The interesting thing about this comic is that it doesn't work on formula. It has yielded many successes and failures throughout its run, but it rarely repeats them as it constantly strives to work at being something new. It is going to be interesting to go back and read this run upon completion and feel the varied tone employed, much like Shakespeare himself defied definition.

We are right in the middle of a war between Hamlet and Richard the III's men. The prize is the life of their creator and god, William Shakespeare, yet this issue is very light-hearted in tone. It grabs your attention purely because it's something different and yet it keeps with everything that has come before.

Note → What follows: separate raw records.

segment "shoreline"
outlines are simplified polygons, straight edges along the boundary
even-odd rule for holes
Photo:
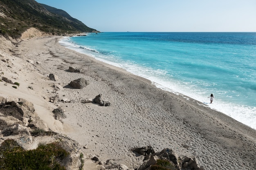
[[[103,162],[113,159],[135,169],[142,160],[131,149],[150,145],[156,152],[168,148],[179,155],[195,156],[206,170],[256,166],[252,161],[256,159],[255,130],[190,97],[161,90],[149,80],[65,48],[58,43],[61,38],[25,40],[20,43],[18,57],[41,63],[24,64],[31,69],[27,75],[31,71],[37,73],[29,75],[34,77],[31,81],[25,77],[30,83],[37,83],[39,94],[36,96],[45,105],[35,104],[39,117],[52,130],[77,141],[85,152]],[[81,72],[67,71],[70,66]],[[49,80],[47,76],[51,73],[58,76],[58,81]],[[88,80],[89,84],[82,89],[65,87],[80,77]],[[70,102],[43,99],[51,97],[47,87],[53,83],[63,87],[57,92],[58,99],[67,98]],[[81,102],[99,94],[110,106]],[[46,107],[41,112],[42,105]],[[50,109],[57,107],[66,110],[67,117],[63,123],[46,118],[51,115]]]
[[[92,37],[92,36],[91,37]],[[74,44],[73,40],[73,40],[75,41],[76,41],[76,40],[77,40],[79,41],[79,40],[80,39],[72,39],[72,38],[70,39],[68,38],[64,37],[60,40],[60,43],[69,49],[89,55],[90,56],[93,56],[96,60],[103,61],[103,62],[112,64],[117,67],[122,68],[123,66],[125,65],[126,66],[125,69],[128,69],[128,70],[129,71],[128,71],[132,73],[132,74],[148,79],[151,81],[153,84],[158,88],[177,94],[177,95],[181,95],[189,96],[191,98],[194,99],[196,100],[200,101],[200,102],[203,103],[207,107],[222,112],[238,121],[249,126],[254,129],[256,129],[256,126],[255,126],[256,124],[254,123],[254,121],[256,121],[256,119],[255,119],[256,117],[254,116],[256,108],[253,106],[255,104],[249,104],[247,103],[245,100],[245,102],[244,102],[244,100],[246,100],[246,99],[248,99],[247,98],[250,97],[244,97],[243,99],[240,98],[241,100],[237,98],[236,99],[236,97],[235,97],[234,98],[232,97],[232,95],[231,95],[231,96],[230,97],[228,97],[227,96],[229,95],[228,94],[226,95],[225,94],[226,94],[226,93],[228,93],[229,91],[231,91],[232,88],[228,88],[225,90],[222,89],[221,88],[216,89],[214,88],[213,89],[211,88],[211,89],[207,89],[205,88],[206,87],[200,87],[198,86],[196,83],[191,85],[187,84],[186,85],[184,85],[184,84],[182,82],[180,82],[178,79],[168,81],[167,79],[170,78],[170,77],[168,77],[162,78],[162,79],[166,79],[166,80],[162,81],[162,79],[158,79],[157,75],[151,75],[150,74],[145,75],[143,71],[139,71],[141,69],[143,70],[144,69],[145,69],[143,67],[142,67],[141,68],[137,65],[133,66],[131,66],[131,65],[128,64],[124,65],[124,63],[122,63],[121,61],[118,62],[120,63],[115,63],[115,61],[108,61],[105,58],[107,57],[106,56],[101,58],[101,56],[103,55],[102,54],[101,54],[100,53],[94,53],[93,51],[95,51],[95,49],[90,49],[88,51],[84,51],[83,49],[87,49],[88,47],[83,46],[81,47],[80,46],[81,46],[76,44],[76,43]],[[82,38],[80,40],[83,40],[83,39]],[[70,42],[72,42],[72,43]],[[92,53],[91,53],[90,51],[92,51]],[[88,53],[87,51],[89,51],[88,52],[88,54],[86,54]],[[136,67],[138,68],[137,68],[138,70],[138,71],[137,71],[137,69],[135,68]],[[132,68],[132,70],[129,68]],[[173,74],[175,74],[175,73],[173,73]],[[199,74],[200,75],[200,74]],[[208,77],[210,77],[211,76]],[[191,79],[191,81],[192,81],[192,80]],[[207,82],[204,83],[208,83]],[[213,83],[213,84],[216,83],[218,84],[218,82]],[[178,84],[180,84],[180,85],[178,85]],[[229,86],[227,84],[225,85],[227,86],[227,87]],[[207,92],[207,91],[209,93],[209,94],[208,94],[208,92]],[[211,92],[210,93],[211,91]],[[207,98],[207,97],[209,96],[211,93],[213,93],[216,97],[213,102],[213,104],[210,104],[209,99]],[[222,93],[222,94],[220,93]],[[235,96],[234,94],[233,95],[234,96]],[[246,95],[245,94],[244,95]],[[239,95],[238,96],[236,95],[236,96],[239,96]],[[229,98],[227,99],[227,97]],[[252,101],[252,100],[251,101]]]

We have seen skirmishes and tiny battles; We know what these characters face in the lead up to the finale is grim war and certain death for some. It's nice to get last issue which gave us two characters and love, and this issue brings us more brotherhood.

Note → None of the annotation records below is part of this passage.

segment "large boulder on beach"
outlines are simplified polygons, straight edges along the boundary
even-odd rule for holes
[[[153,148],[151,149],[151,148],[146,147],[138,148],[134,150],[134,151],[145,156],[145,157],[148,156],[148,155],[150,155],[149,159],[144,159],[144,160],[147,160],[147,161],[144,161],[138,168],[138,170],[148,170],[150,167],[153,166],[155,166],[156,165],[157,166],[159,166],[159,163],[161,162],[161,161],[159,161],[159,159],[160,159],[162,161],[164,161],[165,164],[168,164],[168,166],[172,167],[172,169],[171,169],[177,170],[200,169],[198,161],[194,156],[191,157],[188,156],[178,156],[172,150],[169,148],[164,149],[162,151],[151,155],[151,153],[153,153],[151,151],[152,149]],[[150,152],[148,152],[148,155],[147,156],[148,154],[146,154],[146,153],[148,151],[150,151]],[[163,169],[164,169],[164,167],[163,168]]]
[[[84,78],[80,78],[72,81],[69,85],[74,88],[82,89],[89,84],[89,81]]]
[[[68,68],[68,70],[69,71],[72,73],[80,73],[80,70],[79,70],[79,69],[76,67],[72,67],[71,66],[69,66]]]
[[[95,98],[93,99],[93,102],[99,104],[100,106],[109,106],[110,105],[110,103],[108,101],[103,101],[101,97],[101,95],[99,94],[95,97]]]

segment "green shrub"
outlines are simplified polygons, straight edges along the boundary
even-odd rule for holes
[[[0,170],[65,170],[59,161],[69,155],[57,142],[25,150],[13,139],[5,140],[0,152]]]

I have previously discussed my problems with the use of Othello in this comic. He isn't acting or feeling like the Othello I want, and this comic reveals why. We get a deep and inquisitive look into the powerful Moor and it raises some complex existential questions. High school students would do well to have pen in hand because they might get some explanations here that they just didn't understand when their teacher broached the subject. There is thought put into these characters and why they are doing what they're doing.

This series has a glut of characters at their immediate disposal, and each character can be mildly tweaked or extended to suit the purposes needed. This is a helpful tool, but also a burden. Continuity and interactivity were always going to be studied hard, so they have to earn their use of anything. The intellect of this comic shines through by watching how and when characters are employed. They aren't thrown in together without thought, this is a defined and considered recipe slowly pieced together for maximum impact. The final page reveal is both shocking but also a great set up for things to come.

Andy Belanger only gets stronger as the series continues. In this issue, he shows a dramatic fight scene that also doubles as a literature lesson and works well as visuals for it. Later on, he puts together a very romantic montage that was reminiscent of a similar scene in Brandon and Klein's "Viking" but this one ends with what must be considered the kiss of the year, if there were an Eisner in such a category.

"Kill Shakespeare" is a smart comic that knows how to be fun, and vice versa. Here we get plenty of preparation for the coming troubles but our characters are given a last moment to breathe and enjoy the company of one another. It would be even sweeter if we didn't know that Shakespeare is inherently a tragic writer and so this will all come tumbling down, and it will be glorious as it happens, of that I am sure.